King has a moving story about why he went into education — his parents both died before he was 12, and he's spoken to the press more than once about how school became a refuge for him. New York's public schools "quite literally saved my life," he told the New York Times in 2011, when he became the state's top education official.
2) His policies in New York were in line with Duncan's ideas — and incredibly controversial
As New York's top education official, a job he held from 2011 through 2014, King was responsible for overseeing two huge changes to the state's education system: a shift to the new, more difficult Common Core standards in reading and math, and a change to how teachers are evaluated that included student test scores among the factors considered.
His time as New York's education commissioner exemplifies both what Arne Duncan was trying to do as federal education secretary and why it encountered so much pushback.

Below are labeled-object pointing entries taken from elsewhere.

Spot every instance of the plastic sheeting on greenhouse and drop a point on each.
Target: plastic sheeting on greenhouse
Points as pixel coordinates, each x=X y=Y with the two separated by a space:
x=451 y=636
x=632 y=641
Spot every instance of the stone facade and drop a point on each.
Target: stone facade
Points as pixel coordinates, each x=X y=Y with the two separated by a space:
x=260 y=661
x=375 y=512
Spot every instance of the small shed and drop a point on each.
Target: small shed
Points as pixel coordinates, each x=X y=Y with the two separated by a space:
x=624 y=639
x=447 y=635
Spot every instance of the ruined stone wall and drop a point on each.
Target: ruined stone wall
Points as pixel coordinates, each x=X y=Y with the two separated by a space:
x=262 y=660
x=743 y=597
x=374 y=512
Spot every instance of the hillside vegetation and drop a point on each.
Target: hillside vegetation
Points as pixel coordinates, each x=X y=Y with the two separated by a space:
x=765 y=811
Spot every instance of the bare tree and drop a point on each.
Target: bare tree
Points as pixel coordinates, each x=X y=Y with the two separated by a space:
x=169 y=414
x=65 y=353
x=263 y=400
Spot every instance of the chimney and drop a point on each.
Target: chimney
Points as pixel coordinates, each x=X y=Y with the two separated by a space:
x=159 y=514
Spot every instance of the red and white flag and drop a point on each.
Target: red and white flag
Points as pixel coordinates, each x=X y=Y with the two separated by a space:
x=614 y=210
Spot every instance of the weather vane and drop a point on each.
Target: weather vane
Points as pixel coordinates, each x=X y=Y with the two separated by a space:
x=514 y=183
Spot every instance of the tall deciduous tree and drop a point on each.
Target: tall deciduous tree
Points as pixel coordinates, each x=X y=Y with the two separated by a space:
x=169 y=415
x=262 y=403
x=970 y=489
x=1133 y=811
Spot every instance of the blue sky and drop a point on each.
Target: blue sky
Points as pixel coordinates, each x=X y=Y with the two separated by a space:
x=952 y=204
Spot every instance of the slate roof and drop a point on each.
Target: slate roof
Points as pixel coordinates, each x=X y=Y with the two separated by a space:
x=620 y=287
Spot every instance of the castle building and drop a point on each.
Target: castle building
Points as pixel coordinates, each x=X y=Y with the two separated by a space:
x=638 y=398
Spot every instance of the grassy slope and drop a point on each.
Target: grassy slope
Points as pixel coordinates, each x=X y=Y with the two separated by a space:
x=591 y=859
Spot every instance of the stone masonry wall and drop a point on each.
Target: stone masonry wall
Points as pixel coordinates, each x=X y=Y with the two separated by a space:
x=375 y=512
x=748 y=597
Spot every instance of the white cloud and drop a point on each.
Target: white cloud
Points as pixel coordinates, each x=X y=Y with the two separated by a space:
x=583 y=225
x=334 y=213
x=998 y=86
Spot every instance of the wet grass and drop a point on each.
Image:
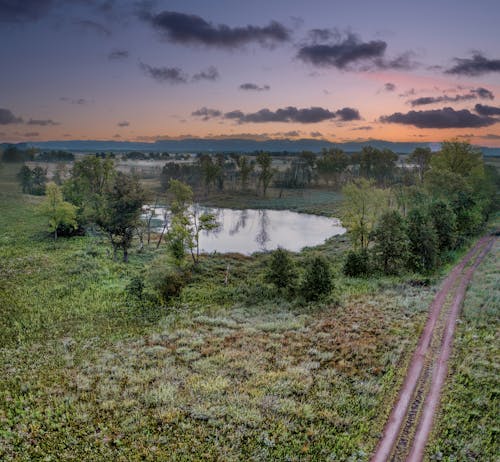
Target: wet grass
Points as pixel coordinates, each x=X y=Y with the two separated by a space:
x=226 y=372
x=467 y=426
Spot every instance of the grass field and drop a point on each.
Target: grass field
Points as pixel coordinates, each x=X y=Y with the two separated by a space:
x=225 y=372
x=468 y=427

Both of these were policies the Obama administration promoted. Duncan used two methods — competitive grants and waivers from some penalties under No Child Left Behind — to encourage states to adopt the Common Core and change how their teachers were evaluated. But in New York, the combination of both changes at once provoked protest: At the same time as students' test scores were going down due to newer, more difficult tests, teachers had more than ever riding on the results.

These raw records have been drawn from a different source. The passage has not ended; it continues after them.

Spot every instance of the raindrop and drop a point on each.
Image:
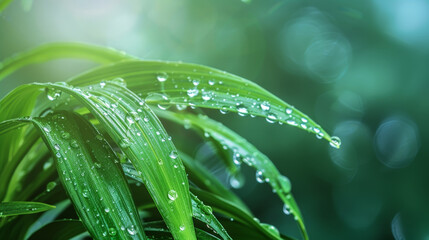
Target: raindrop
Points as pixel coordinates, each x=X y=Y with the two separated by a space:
x=242 y=110
x=65 y=135
x=286 y=209
x=85 y=193
x=284 y=183
x=192 y=92
x=162 y=77
x=335 y=142
x=74 y=144
x=172 y=195
x=260 y=177
x=271 y=118
x=124 y=143
x=265 y=106
x=173 y=154
x=50 y=186
x=112 y=231
x=224 y=110
x=119 y=81
x=131 y=230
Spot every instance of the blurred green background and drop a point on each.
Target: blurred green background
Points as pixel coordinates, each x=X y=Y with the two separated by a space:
x=359 y=68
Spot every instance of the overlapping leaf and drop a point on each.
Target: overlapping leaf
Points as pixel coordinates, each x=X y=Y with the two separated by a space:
x=244 y=152
x=20 y=208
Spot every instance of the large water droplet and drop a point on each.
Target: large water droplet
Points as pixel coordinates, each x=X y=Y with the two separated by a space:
x=286 y=209
x=335 y=142
x=162 y=77
x=265 y=106
x=173 y=154
x=172 y=195
x=192 y=92
x=112 y=231
x=50 y=186
x=271 y=118
x=284 y=183
x=132 y=230
x=260 y=177
x=124 y=143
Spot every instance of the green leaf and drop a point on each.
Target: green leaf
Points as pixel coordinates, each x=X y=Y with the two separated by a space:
x=59 y=230
x=92 y=176
x=199 y=210
x=20 y=208
x=174 y=83
x=4 y=4
x=141 y=136
x=60 y=50
x=266 y=172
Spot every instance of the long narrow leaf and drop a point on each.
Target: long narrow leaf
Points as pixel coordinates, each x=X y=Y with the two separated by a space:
x=20 y=208
x=140 y=135
x=92 y=176
x=246 y=153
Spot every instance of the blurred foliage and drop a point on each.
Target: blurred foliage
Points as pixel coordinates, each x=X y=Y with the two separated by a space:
x=359 y=68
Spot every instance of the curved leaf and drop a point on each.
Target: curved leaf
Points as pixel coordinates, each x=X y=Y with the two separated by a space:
x=244 y=153
x=20 y=208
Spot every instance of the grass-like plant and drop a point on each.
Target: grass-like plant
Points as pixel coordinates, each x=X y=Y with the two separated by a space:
x=103 y=134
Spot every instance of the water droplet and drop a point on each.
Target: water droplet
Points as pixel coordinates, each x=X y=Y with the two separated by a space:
x=242 y=110
x=85 y=193
x=192 y=92
x=260 y=177
x=162 y=77
x=286 y=209
x=74 y=144
x=271 y=118
x=173 y=154
x=50 y=186
x=207 y=96
x=236 y=181
x=112 y=231
x=172 y=195
x=65 y=135
x=335 y=142
x=270 y=228
x=52 y=94
x=181 y=107
x=284 y=182
x=130 y=119
x=119 y=81
x=265 y=106
x=124 y=143
x=224 y=110
x=131 y=230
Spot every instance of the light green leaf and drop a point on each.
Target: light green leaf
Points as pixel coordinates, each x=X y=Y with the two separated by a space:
x=266 y=172
x=91 y=175
x=20 y=208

That's why, although controversy around Common Core was more common in red states, the new standards became the subject of public outcry in New York. King went on a listening tour after the results for the new Common Core tests came out, and was shouted down by crowds in Poughkeepsie.
The state also saw an unprecedented wave of students opting out of standardized tests this year: nearly one in five didn't take the required state reading and math exams. The year before, 95 percent of students took the tests. The opt-out movement was particularly strong in wealthier, whiter suburban areas; civil rights groups generally remain strong supporters of standardized testing.

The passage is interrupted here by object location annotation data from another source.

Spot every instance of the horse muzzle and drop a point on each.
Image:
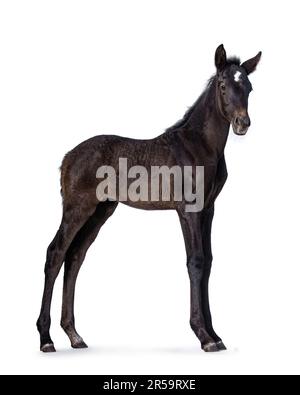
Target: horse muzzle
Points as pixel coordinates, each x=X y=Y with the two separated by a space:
x=240 y=124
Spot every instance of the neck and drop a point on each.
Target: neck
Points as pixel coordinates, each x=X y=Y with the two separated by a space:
x=208 y=121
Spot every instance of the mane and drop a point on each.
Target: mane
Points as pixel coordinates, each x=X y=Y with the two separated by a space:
x=183 y=121
x=233 y=60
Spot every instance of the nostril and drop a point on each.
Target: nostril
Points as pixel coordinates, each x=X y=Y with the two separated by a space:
x=247 y=122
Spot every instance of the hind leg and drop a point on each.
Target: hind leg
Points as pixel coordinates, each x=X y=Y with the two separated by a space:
x=74 y=258
x=73 y=219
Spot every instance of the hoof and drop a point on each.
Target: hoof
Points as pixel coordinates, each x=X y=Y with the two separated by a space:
x=48 y=347
x=210 y=347
x=79 y=344
x=221 y=346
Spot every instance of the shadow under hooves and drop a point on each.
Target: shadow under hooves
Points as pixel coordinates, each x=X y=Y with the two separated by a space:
x=214 y=347
x=48 y=347
x=80 y=344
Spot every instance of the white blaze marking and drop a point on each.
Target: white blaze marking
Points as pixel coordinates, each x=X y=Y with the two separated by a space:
x=237 y=76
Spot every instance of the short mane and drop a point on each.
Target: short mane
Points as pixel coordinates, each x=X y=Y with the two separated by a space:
x=182 y=122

King stepped down in December 2014 to become an adviser at the federal Education Department.
3) He's really clashed with teachers unions
It might seem hard to believe now, but when Arne Duncan took office back in 2009, he was seen as a compromise between the preferences of teachers unions, which are longtime Democratic allies, and the most hardcore education reformers, such as DC schools chief Michelle Rhee. Duncan had a reputation for getting along with unions in Chicago, and Randi Weingarten, the president of the American Federation of Teachers, offered (slightly tepid) praise for him as someone who was capable of working cooperatively.
King, on the other hand, fought battles with teachers unions while in office. The state union president had agreed to the new teacher evaluation policy — which led to his ouster, the first of a sitting state union president in 42 years.
When King initially left New York for the federal Department of Education, Weingarten criticized his "misplaced focus on the high-stakes consequences of Common Core testing."
"For the rest of the nation, hopefully John King — whose heart is in the right place — has learned from his mistakes and, for the last two years of this administration, will advise that to embed policy, you must deeply work with those on the front lines," she wrote.